This invention relates generally to a thermal transfer ink sheet and a method of printing and, more specifically to ink sheets including a fusible ink and a heat resistant film loaded with the ink, suitable for transferring images onto recording media with rough surfaces.
Conventional methods of thermal transfer printing utilize a ribbon shaped or web shaped ink sheet or support made from a heat resistant film coated with fusible ink. A thermal transfer recording apparatus prints by heating specific portions of the ink sheet to melt the fusible ink and transfer the ink at specific portions to the recording medium. The printing sheet is stripped off the recording medium leaving the previously softened portions of ink on the recording medium in the form of dots of ink called pixels.
FIGS. 8A and 8B illustrate conventional thermal printing. Using an ink transfer film 80 including a heat resistant film c having a fusible ink layer b disposed thereon, ink transfer film 80 is interposed between a print head p and a recording medium or paper s. Print head p is heated electrically where printing is desired. Heat passes through heat resistant film c into ink layer b to soften the ink directly between print head p and paper s. Ink sheet 80 is then removed in the direction of arrow e and printed portions b' remain affixed to the surface of paper s.

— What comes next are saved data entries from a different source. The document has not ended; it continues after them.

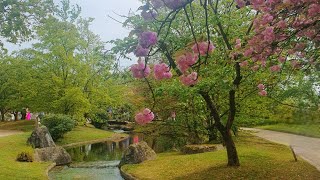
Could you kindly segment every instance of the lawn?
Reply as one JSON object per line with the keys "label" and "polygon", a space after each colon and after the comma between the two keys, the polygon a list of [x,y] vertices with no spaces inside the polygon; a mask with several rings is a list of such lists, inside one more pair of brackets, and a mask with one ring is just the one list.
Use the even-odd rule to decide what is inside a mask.
{"label": "lawn", "polygon": [[240,167],[226,166],[224,150],[182,155],[161,153],[154,161],[125,165],[123,170],[138,179],[320,179],[320,172],[299,158],[293,161],[290,149],[250,134],[236,140]]}
{"label": "lawn", "polygon": [[320,124],[273,124],[267,126],[259,126],[257,128],[320,138]]}
{"label": "lawn", "polygon": [[34,120],[31,120],[31,121],[19,120],[19,121],[0,122],[0,129],[4,129],[4,130],[17,130],[17,131],[30,132],[34,129],[34,126],[35,126]]}
{"label": "lawn", "polygon": [[30,132],[0,138],[0,179],[46,179],[46,169],[51,162],[17,162],[16,157],[25,151],[32,154],[33,149],[26,141]]}
{"label": "lawn", "polygon": [[58,140],[58,145],[91,141],[97,139],[106,139],[113,136],[115,133],[100,130],[94,127],[77,126],[72,131],[66,133],[63,139]]}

If paper s is rough, it will have a plurality of convex hills d which contact ink layer b during printing and a plurality of concave valleys g therebetween which do not contact ink layer b. Heat from print head p is conducted from ink layer b at hills d of paper s where ink layer b contacts paper s. Heat is not conducted to concave valleys of paper s. Accordingly, ink will not flow into valleys q and flows towards the heated convex portions d on the surface of paper s which are higher in temperature.
When ink sheet c is removed from recording paper s, as shown in FIG. 8B, recording paper s has non-uniform clumps of ink on convex hills d and voids over concave valleys g. The voids lead to lower optical density of the printed image. The non-uniform printed surface causes irregular refraction of light. To correct this problem, prior art methods have substituted inks with low fluidity to prevent ink from flowing onto the raised portions of rough surfaced paper. Such inks require more thermal energy to accomplish the transfer process. Further, these less fluid inks do not adhere to the recording paper as well as the more fluid inks. Thus, such attempts have not been fully satisfactory.
Accordingly, it is desirable to provide improved thermal transfer ink sheets which overcome the deficiencies of the prior art by providing an ink sheet capable of forming uniform images with high dot concentration on rough surfaces recording media while using a low level of thermal printing energy. Similarly, it is desirable to print high density uniform images with an improved thermal transfer method.